Seminar by Manuel J. Marin-Jimenez, Universidad de Córdoba
Tuesday 19 December 2017, 11:00 – 12:00, room F107
INRIA Montbonnot Saint-Martin
Abstract: This talk targets people identification in video based on the way they walk (i.e. gait). While classical methods typically derive gait signatures from sequences of binary silhouettes, in this talk we present the use of convolutional neural networks (CNN) for learning high-level descriptors from low-level motion features (i.e. optical flow components). We carry out a thorough experimental evaluation of the proposed CNN architecture on the challenging TUM-GAID dataset. The experimental results indicate that using spatio-temporal cuboids of optical flow as input data for CNN allows to obtain state-of-the-art results on the gait task, with an image resolution eight times lower than the previously reported results (i.e. 80×60 pixels).

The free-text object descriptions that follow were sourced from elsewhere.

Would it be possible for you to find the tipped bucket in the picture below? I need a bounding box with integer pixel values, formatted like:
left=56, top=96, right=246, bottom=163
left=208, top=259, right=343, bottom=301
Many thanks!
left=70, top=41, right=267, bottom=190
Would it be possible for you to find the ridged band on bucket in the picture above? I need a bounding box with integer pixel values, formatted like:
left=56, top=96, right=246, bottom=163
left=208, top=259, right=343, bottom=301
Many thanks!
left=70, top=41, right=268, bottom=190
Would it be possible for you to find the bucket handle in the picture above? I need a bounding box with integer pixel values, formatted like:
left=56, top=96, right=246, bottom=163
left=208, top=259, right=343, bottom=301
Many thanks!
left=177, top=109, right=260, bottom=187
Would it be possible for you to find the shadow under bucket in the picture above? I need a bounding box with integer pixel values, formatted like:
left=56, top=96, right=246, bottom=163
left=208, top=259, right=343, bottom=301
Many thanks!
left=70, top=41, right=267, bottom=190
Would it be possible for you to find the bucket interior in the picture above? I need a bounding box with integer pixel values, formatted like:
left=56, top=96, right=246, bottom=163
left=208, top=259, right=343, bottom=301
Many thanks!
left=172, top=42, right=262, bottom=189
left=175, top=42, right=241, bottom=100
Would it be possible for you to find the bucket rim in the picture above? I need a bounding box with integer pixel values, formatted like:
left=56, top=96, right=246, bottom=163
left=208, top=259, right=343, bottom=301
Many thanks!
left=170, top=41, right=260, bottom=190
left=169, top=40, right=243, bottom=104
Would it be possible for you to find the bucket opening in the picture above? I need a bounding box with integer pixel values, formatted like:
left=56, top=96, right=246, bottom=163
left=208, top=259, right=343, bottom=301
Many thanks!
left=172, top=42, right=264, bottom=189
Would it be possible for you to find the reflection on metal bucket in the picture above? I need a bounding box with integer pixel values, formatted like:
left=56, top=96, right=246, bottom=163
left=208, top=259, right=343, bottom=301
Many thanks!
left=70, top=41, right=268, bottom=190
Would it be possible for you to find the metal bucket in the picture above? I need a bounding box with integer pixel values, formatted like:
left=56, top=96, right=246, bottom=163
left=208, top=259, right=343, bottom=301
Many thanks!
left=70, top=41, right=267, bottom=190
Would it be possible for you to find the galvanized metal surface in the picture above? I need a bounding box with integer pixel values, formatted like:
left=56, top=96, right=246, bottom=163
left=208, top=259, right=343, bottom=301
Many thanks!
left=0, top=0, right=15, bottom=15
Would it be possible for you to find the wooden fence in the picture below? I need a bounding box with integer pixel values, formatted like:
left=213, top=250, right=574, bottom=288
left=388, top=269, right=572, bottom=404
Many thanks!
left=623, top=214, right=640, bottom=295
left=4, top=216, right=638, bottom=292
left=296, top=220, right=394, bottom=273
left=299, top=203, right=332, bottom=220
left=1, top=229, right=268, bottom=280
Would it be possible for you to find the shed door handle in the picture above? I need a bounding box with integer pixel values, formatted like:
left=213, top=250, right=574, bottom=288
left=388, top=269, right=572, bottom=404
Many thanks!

In the second part of this talk, we support that, although gait is mainly used for identification, additional tasks as gender recognition or age estimation may be addressed based on gait as well. In such cases, traditional approaches consider those tasks as independent ones, defining separated task-specific features and models for them. Our approach shows that by training jointly more than one gait-based tasks, the identification task converges faster than when it is trained independently, and the recognition performance of multi-task models is equal or superior to more complex single-task ones. Our model is a multi-task CNN that receives as input a fixed-length sequence of optical flow channels and outputs several biometric features (identity, gender and age).
Finally, we will show preliminary results on multimodal feature fusion, based on CNNs, for improving recognition. In particular, the input sources are gray-level pixels, depth maps and optical flow. The experiments show interesting and promising results to continue this line.